I feel a bit more live-and-let-live about goto
statements, and I recognize the utility of variable substitution there. I'm generally disinclined from using goto
statements (perhaps I was just told too many times never to use them in computer science classes a decade+ ago), but I think preserving that kind of functionality if it could be of use to someone is fine. And, hopefully, anyone using a goto
is aware of their reputation.
For the conditional break
and continue
, I find the versions using if
easier to read.

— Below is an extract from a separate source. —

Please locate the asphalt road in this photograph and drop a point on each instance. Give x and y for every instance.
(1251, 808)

It's also somewhat reminiscent of how those statements could look in Python as one-liners, e.g., if number_of_samples_left == 0: break
. I wonder, though, if it might be better to have separate keywords breakif
and continueif
. In particular, I'm wondering if someone may try to use an else
clause after break if X
. I'm not sure what semantics I would expect from that besides normal if-else
operation, and else
is superfluous after a break
or continue
.
There is also possibly an option similar to a common shortcut that is written in Julia, where short-circuiting in Boolean evaluation is taken advantage of to write numberOfSamplesLeft == 0 && break
. It could look like if numberOfSamplesLeft = 0 and break
in Praat, though perhaps that's too esoteric.
Yes, I had written break_if
and continue_if
into the previous comment before I decided that there was too much detail there, but these do seem to be clear as well as well as prevent some else
s. We don't use underscores much, but I guess they can be used for other compound keywords as well, as for instance for the parallel_for
that we are planning, or for error strategies (e.g. min(...)
giving an undefined
but min_e(...)
raising an error, if any argument is not a finite number).